As the riots continued and spread to other cities, the Schilderswijk residents, who are largely of foreign descent, were increasingly subjected to right-wing slanders in the press. Moroccan workers in particular were singled out and scapegoated as part of a vicious xenophobic campaign to create a right-wing consensus for tougher police-state measures to secure “Law and Order.”
According to De Telegraaf, Paul Andersson Toussaint, a right-wing columnist, told the paper: “Law and order must be re-introduced. … Talking does not help, and the soft Dutch approach of talking and involving community leaders has to stop. You have to draw the line and say—to here but no further. The criminal macho culture has to go. There is nothing racist about that.”
The events also provoked comments from Geert Wilders of the far-right Freedom Party (PVV) who has for years been railing against workers of Moroccan descent, claiming there is a ‘Moroccan-problem’ in the Netherlands. Wilders infamously once whipped up an audience to chant ‘less, less’ when he asked whether there should be more or less Moroccans in the Netherlands.
In response to the riots, Wilders tweeted: “Also in Utrecht, Kanaleneiland, the criminal Moroccans rule. Why is the army not deployed? Make PVV the largest party in 2021, and I will expel all the criminal scum from our country, including their families. All of them.”

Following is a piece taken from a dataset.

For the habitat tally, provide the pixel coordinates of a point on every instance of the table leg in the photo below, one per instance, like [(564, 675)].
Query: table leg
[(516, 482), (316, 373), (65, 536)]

In a not very dissimilar vain, The Hague city council member Kavish Partiman, of the Christian Democratic Appeal (CDA), gave voice to the increasingly official stance embracing the agenda of the far right. He said, “Cuts in subsidies and benefits to the households where these troublemakers live might be an option. If the parents cannot teach norms and values to their children, perhaps we should forcefully remind them of the norms and values that apply in our society.”
Many politicians, from the parliament to the local council, have since lined up to blurt out their alignment with the far right and call for a tougher crackdown on riots and severe punishments for arrested “troublemakers.”
In fact, the pandemic has exposed before millions of people in the Netherlands and internationally the criminal negligence and political indifference of the ruling elite. This is what truly lies behind the urban youth rebellions: decades of “polder model” austerity, slashing essential health and social services to the bone, diminishing the social position of the working class.
The police crackdown on the protests reflects the calculations of the political strategists of the ruling class, that they must prepare for an eruption of working class opposition. Ever since 2018, there have been consistent waves of strikes in the Netherlands and internationally. Political consciousness is rapidly changing amid growing anger against social inequality, and the ruling elite itself feels ever more isolated and desperate.
Dutch Minister of Justice and Security Ferdinand Grapperhaus, who has denounced the riots as “anti-social,” warned that the riots not only involved youth. “I also see guys aged 30 or 40 walking amongst them,” he added.
The minister is set to speak with the mayors of cities hit by the riots, to determine if the national state could offer more “assistance,” including access to its whopping €6.3 billion police budget. That budget has been raised significantly since 2018. This translates to autocratic police-state forms of rule, more mass surveillance, emergency decrees, illegal arrests and summary prosecutions, and plans for more “integration and cooperation” between the Dutch military and police.